By Stephanie Kelly and Jarrett Renshaw
NEW YORK (Reuters) – The Biden administration is expected this week to recognize a soon-to-be updated methodology favored by the ethanol industry in its guidance on how companies can gain access to credits for sustainable aviation fuel (SAF) production, three sources familiar with the matter told Reuters.
For months the administration has been divided over whether to recognize the Department of Energy’s Greenhouse Gases, Regulated Emissions and Energy Use in Technologies (GREET) model, which as it stands would enable ethanol-based SAF to qualify for tax credits under the Inflation Reduction Act, President Joe Biden’s signature climate law.
The news is a win for the ethanol industry, which has countered environmental groups seeking standards that elevate feedstocks like used cooking oil and animal fat.
The administration, however, is also expected to announce that it will update the GREET methodology by March 1, the sources said.
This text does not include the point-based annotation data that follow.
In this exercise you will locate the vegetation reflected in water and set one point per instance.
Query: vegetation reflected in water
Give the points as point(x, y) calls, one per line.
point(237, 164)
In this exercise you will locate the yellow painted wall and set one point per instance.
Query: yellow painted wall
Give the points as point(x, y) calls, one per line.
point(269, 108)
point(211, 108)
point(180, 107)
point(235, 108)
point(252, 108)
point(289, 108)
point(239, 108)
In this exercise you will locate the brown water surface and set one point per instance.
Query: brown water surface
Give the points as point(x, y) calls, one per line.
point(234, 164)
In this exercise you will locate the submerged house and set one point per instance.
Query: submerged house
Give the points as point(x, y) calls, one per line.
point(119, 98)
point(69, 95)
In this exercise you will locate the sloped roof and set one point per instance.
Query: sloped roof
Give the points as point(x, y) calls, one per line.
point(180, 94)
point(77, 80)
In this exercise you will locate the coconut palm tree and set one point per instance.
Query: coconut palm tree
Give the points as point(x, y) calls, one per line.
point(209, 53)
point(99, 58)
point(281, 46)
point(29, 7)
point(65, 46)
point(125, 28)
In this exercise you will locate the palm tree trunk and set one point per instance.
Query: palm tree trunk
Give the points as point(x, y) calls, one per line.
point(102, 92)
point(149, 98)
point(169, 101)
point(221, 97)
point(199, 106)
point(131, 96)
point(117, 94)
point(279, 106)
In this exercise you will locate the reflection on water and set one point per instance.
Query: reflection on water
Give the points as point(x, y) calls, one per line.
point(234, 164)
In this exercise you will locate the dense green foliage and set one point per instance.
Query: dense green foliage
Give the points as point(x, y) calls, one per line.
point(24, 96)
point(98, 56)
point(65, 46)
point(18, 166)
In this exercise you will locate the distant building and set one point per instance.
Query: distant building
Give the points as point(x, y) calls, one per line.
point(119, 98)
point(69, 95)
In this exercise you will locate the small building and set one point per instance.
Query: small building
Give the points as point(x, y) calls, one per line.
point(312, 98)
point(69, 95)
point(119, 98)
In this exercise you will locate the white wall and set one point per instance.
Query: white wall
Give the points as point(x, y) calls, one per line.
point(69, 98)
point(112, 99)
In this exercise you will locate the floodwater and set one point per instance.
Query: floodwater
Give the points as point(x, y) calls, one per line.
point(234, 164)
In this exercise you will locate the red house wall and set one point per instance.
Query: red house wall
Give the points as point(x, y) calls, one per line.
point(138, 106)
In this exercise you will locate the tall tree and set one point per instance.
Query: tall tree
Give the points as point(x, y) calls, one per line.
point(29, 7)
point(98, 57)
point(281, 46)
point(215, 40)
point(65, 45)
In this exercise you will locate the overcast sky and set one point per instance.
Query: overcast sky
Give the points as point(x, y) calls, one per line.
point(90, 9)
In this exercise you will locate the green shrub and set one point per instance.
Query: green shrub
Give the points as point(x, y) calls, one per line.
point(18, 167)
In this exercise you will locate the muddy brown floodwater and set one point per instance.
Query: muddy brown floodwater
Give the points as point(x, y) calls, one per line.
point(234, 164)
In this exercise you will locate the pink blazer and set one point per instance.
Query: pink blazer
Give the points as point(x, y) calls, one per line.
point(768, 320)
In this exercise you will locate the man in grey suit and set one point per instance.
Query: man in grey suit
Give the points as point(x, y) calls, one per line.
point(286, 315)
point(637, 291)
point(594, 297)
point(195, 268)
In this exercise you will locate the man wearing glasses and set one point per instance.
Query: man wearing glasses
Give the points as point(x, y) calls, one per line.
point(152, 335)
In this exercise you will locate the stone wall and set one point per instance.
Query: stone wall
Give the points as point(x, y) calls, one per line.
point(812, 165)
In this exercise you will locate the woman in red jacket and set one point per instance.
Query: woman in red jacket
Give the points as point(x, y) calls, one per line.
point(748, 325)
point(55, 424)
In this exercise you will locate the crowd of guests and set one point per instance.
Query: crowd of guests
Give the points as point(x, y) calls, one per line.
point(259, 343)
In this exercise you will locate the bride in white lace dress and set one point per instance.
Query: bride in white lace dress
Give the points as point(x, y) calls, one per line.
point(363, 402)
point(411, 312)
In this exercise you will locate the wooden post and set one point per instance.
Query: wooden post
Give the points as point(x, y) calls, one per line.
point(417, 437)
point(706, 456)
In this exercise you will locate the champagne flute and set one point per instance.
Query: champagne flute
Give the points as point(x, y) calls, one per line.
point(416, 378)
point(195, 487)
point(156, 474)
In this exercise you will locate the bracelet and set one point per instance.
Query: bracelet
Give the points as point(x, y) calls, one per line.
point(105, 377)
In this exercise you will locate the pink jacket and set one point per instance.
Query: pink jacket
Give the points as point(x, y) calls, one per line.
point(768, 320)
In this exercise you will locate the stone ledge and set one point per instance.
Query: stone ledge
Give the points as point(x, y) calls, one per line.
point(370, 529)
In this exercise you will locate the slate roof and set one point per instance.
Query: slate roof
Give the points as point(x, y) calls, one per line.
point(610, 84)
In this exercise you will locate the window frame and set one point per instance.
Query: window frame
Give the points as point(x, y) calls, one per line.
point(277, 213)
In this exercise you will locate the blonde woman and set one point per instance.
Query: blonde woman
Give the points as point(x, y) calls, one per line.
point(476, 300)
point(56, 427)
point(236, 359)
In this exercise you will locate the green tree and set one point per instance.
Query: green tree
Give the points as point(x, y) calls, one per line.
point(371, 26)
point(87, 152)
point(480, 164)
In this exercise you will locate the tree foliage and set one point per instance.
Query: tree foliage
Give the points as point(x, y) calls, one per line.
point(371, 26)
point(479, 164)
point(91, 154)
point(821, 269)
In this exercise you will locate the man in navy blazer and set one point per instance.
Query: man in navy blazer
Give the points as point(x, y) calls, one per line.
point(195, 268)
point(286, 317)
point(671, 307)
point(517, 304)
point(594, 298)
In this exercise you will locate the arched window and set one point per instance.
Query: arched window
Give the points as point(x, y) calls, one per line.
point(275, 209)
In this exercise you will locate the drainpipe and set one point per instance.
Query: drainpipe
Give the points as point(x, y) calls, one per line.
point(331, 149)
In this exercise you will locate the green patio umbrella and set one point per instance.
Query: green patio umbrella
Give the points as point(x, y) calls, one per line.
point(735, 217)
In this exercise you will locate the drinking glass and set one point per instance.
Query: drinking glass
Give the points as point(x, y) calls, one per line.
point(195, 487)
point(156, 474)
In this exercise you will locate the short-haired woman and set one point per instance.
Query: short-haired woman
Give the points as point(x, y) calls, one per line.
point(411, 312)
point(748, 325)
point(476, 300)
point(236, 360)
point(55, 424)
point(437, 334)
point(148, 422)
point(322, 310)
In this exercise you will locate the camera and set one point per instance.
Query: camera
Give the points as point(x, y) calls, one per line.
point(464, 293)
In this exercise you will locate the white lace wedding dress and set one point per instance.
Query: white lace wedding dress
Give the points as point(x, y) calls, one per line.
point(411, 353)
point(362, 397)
That leaves some uncertainty for corn-based ethanol producers, as the administration is expected to ultimately tighten requirements around SAF feedstocks.
Over the coming months, a fierce lobbying push is expected.
The Treasury Department declined to comment for this story.
White House adviser John Podesta said on Thursday the SAF guidance would be released very soon.
“We think in order to take advantage of the credit that emissions have to be 50% below what oil-based aviation fuel looks like,” Podesta told reporters on Thursday.